The government said 102 people were killed in the siege and storming of the mosque complex - though many people suspect the casualty figures were far greater - intensifying Islamist anger with US ally Musharraf.
As of Thursday, close to 150 people, mostly soldiers and police, have been killed in suicide bombings and ambushes in the wake of the bloody assault in the capital.
"I think this situation could blow up in an all out civil war," said the cleric who heads the sprawling mosque-and-school complex of Jamia Banoria in Karachi's main industrial estate.
The enemy would be guerrillas and suicide bombers, drawn largely from the ethnic Pashtun belt, where support for the Taliban is rife and conservative religious attitudes and tribal loyalties run deep.
Most attacks this month have been in tribal areas of North West Frontier Province, but a suicide bomber killed 17 people in Islamabad on Tuesday night.
The Islamabad attack was the odd one out in that it targeted supporters of a judge whom Musharraf is trying to remove, but whatever the motive the sense of growing insecurity is palpable.
"Things are not going the way Musharraf had anticipated," Hafiz Hussain Ahmed, a member of parliament and a senior leader of a relatively moderate religious party Jamiat-e-Ulema-e-Islam, told Reuters.
"I will not be surprised if similar attacks follow in big cities like Karachi and Lahore."
Ideologically, even so-called "moderate" clerics agreed with the agenda of Lal Masjid's clerics, they just balked at the militant means of propagating Islam and the primacy of Islamic law, known as the sharia.
"We may disagree on the strategy and tactics but we cannot oppose their principled and ideological stand on the enforcement of sharia," Naeem said.
A moderate by the standards of his hardline peers among the Deobandi school of Islamic thought, Naeem believes people like him are losing influence, and more young Muslims from northwestern Pakistan will gravitate towards militancy.

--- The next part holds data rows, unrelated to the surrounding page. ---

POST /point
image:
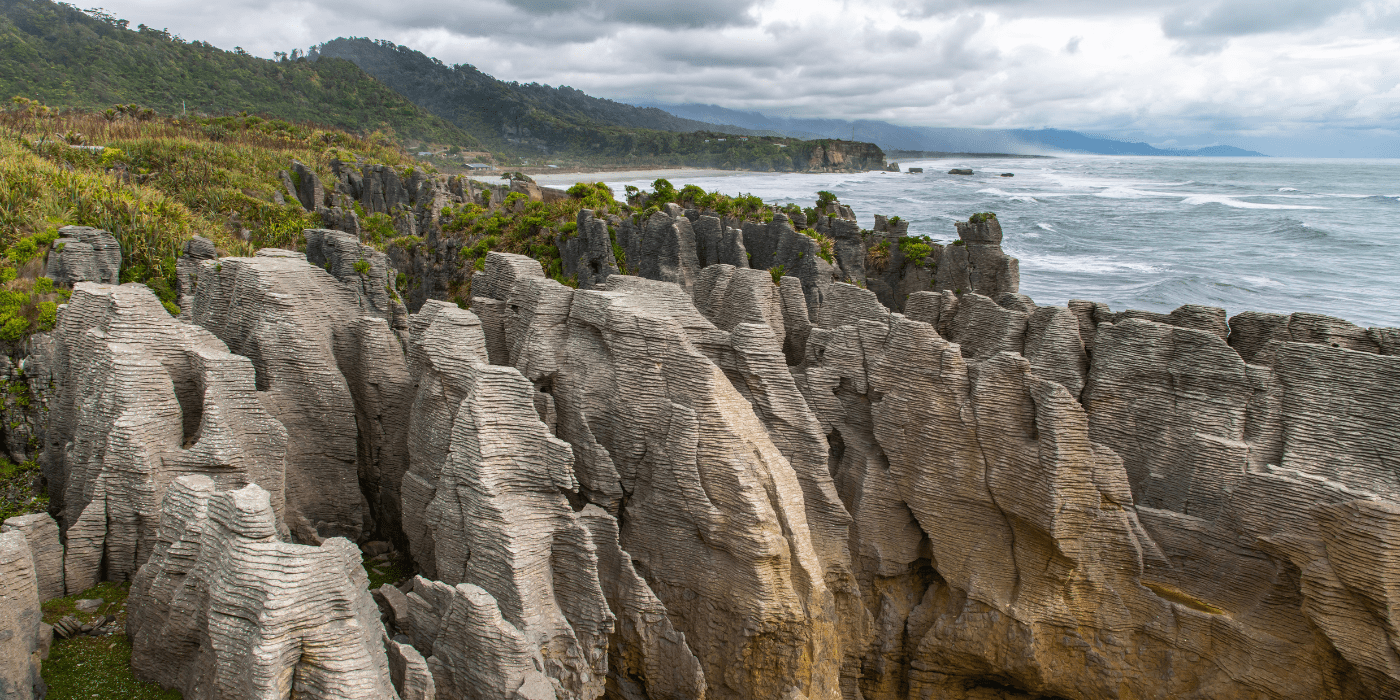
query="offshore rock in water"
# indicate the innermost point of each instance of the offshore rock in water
(140, 399)
(224, 609)
(742, 485)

"Why would my students listen to me if their families are being bombed in their homes," said Naeem, whose religious school or madrasa provides board and lodging for about 10,000 students, many of whom hail from tribes in the troubled northwest.
Pakistan hosts about 13,000 seminaries that run Islamic schools, providing board and lodging to more than a million students, mostly the children of poor families.
More than half of these schools are run by clerics who follow the Deobandi school of thought, and while most fulfil a social function some are regarded as little more than armed camps, recruiting students for jihadi causes.
If the operation against the Lal Masjid proves to be the opening shot in a protracted campaign against Islamist militants, clerics fear simmering impatience with the government will snap.
"There is a limit to everything. We will tolerate what the government is up to, but only to a certain extent," warned Qari Muhammad Iqbal, the main spokesman and in charge of Jamiat-ul-Uloom-il-Islamiyyah, a seminary led by hardline Deobandi clerics in Karachi.
The increasing hostility between Pakistan's military establishment and the Islamists is in sharp contrast to days of late military ruler General Mohammad Zia-ul-Haq in the 1980s.
Back then the madrasas run by hardliners were encouraged to provide fighters for the mujahideen, holy warriors, fighting the Soviet occupation of Afghanistan.
"Now the government expects us to use our influence against militancy," Ahmed said.